Far from covering "counterfeiting," ACTA covers a host of issues that include Internet infringement of copyrighted works. That's key, said Metalitz, because one in ten US jobs depends on copyright protection.

A legislative aide for Rep. Zoe Lofgren (D-CA) retorted that the same stats show just how many companies rely on fair use, copyright exceptions, DMCA safe harbors, and Communications Decency Act safe harbors. ACTA "can't just be about going to the max for enforcement," he said.

But because it's hard to argue specifics when it comes to ACTA, the talk turned to the question of why we can't see the text. Jamie Love of Knowledge Ecology International, a group which has obtained many of the leaked documents about ACTA, noted that all 40 countries involved could see the text, "every lobbyist in K Street who has the phone number of USTR can get access to what's available in the proposal, any one of the thousand members of the [USTR] advisory boards that are cleared advisors has the right to ask for access to these documents," but voters do not.

If the whole future of our economy depends on protecting the creative industries, why is an intellectual treaty being done "as some shameful secret?"

Metalitz said that ACTA so far has been more transparent than numerous other trade agreements, but Love pointed out that the major international agreements on these issues (TRIPS and the WIPO treaties) have been far more open. And, under pressure to open up, WIPO and the WTO have both allowed nonprofit civil society groups access to debates and negotiations over the last decade—and, suddenly, the agreements coming out of those bodies became more pro-consumer. WIPO also regularly posts drafts, working papers, and proposals online.

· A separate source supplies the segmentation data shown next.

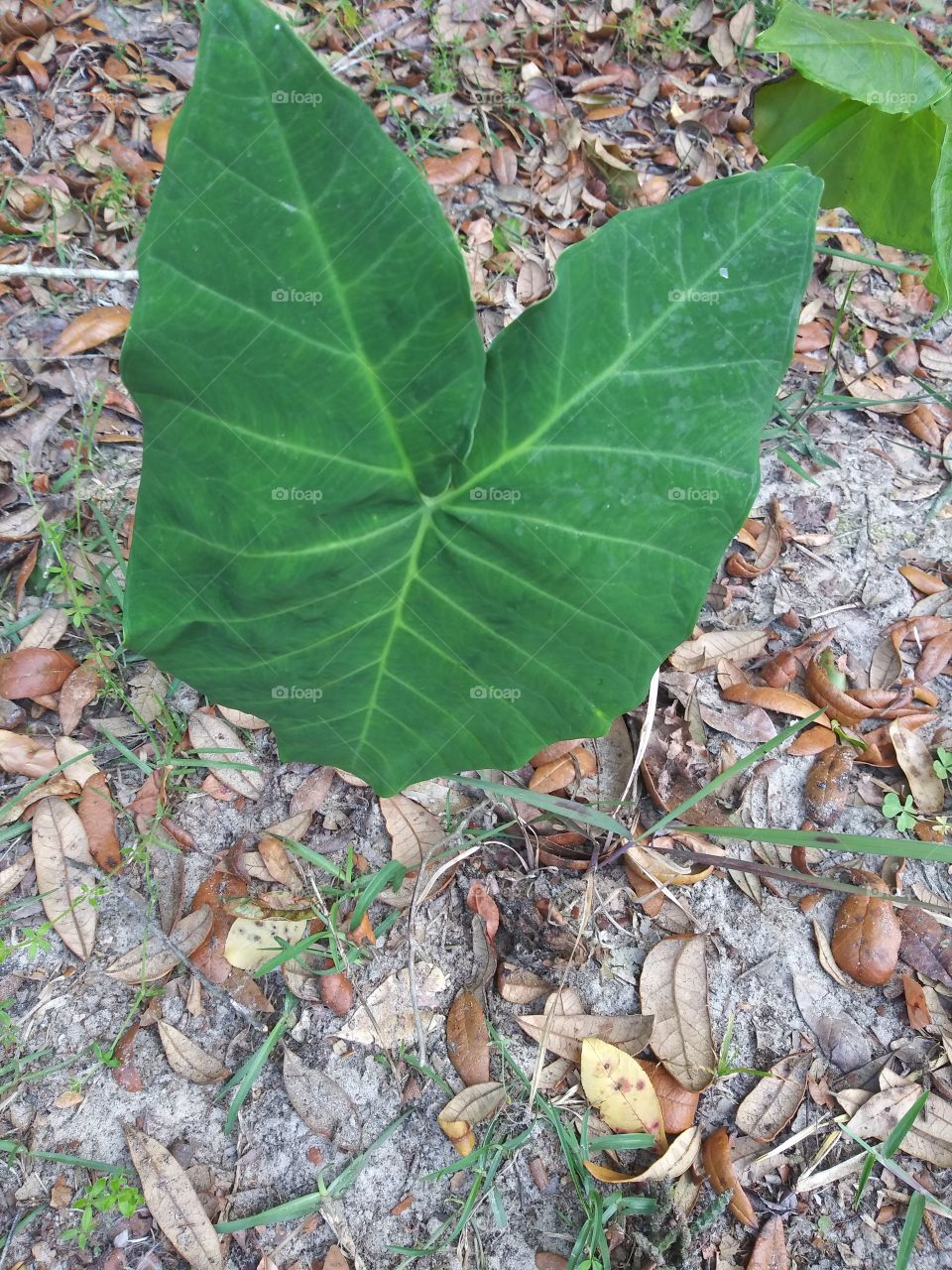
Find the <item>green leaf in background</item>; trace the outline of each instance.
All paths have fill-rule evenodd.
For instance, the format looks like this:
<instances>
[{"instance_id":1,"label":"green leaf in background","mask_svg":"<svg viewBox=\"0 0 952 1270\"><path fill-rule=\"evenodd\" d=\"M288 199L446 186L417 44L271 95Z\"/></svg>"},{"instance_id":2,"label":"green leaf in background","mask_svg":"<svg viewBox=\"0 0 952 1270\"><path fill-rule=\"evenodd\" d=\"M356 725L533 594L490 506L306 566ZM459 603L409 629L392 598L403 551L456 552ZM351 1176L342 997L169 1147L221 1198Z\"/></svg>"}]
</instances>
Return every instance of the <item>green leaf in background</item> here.
<instances>
[{"instance_id":1,"label":"green leaf in background","mask_svg":"<svg viewBox=\"0 0 952 1270\"><path fill-rule=\"evenodd\" d=\"M616 216L486 357L423 177L259 0L209 0L123 351L129 646L382 794L607 732L750 509L819 189Z\"/></svg>"},{"instance_id":2,"label":"green leaf in background","mask_svg":"<svg viewBox=\"0 0 952 1270\"><path fill-rule=\"evenodd\" d=\"M814 84L887 114L924 110L949 91L948 76L915 36L890 22L834 18L787 3L755 44L786 53Z\"/></svg>"},{"instance_id":3,"label":"green leaf in background","mask_svg":"<svg viewBox=\"0 0 952 1270\"><path fill-rule=\"evenodd\" d=\"M776 155L849 99L802 75L764 84L754 97L754 141ZM946 128L932 110L883 114L861 105L795 159L824 183L824 207L845 207L877 243L933 255L932 184Z\"/></svg>"},{"instance_id":4,"label":"green leaf in background","mask_svg":"<svg viewBox=\"0 0 952 1270\"><path fill-rule=\"evenodd\" d=\"M759 88L754 141L802 163L877 243L933 258L928 286L952 278L952 79L915 37L887 22L831 18L786 4L757 38L797 74Z\"/></svg>"}]
</instances>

Past free trade agreements have been handled in a similar fashion.

"Steve's embarrassed by the content of the negotiation or he would be more supportive of transparency," said Love, not one to hold back in his rhetoric. Keeping negotiations secret is how "you get big fees to be a lobbyist," since only the "insiders" have access to the process.

Frank discussions

Metalitz never provided a cogent case for why it might be acceptable to negotiate such an agreement in secret when so much of the public clearly wants to be involved. When pressed most directly on the issue, he punted, criticizing those who oppose protecting intellectual property.

But he also made the fair point that he's not the one doing the negotiating. The US Trade Representative, which handles ACTA, is ultimately responsible. Though it has repeatedly pledged transparency, none has been forthcoming. Canadian law professor Michael Geist, going back through the few documents that we do have, believes that the US is one of the primary obstacles to such transparency.

Even the MPAA, one of Metalitz's top clients, has publicly called for transparency on ACTA to remove the "distraction" that the issue has become. Such transparency would require the assent of all the governments involved in the negotiations. As the head of USTR has indicated, the ACTA talks might break down completely without secrecy, and it's clear that many governments don't actually want their own people to see the proposals being made and to shape their outcome.

This isn't surprising, of course, since international groups like WIPO and WTO already exist to tackle these kinds of issues. But those groups would be more open than the ACTA process, and they would force countries like US, Canada, Japan, and the EU to involve more countries. Much easier to form a "coalition of the willing" instead.

The USTR has claimed that it needs the privacy to have a "frank exchange of views," though WIPO has managed to work on major international IP legislation without such total secrecy. No one argues that every moment of the negotiating sessions needs to go on YouTube, or that there is never a place for an off-the-record exchange of views; but members of Congress like Mike Doyle (D-PA), Sherrod Brown (D-OH), Bernie Sanders (I-VT), and Ron Wyden (D-OR) have all blasted USTR in recent weeks for not taking basic steps, such as offering drafts to the public.

Several of the panelists agreed that this might well be because the public wouldn't support what's being done in its name, but all of them, including Metalitz, believe that the transparency issue will eventually put real pressure on the USTR to open up further. When that might happen, however, remains a mystery.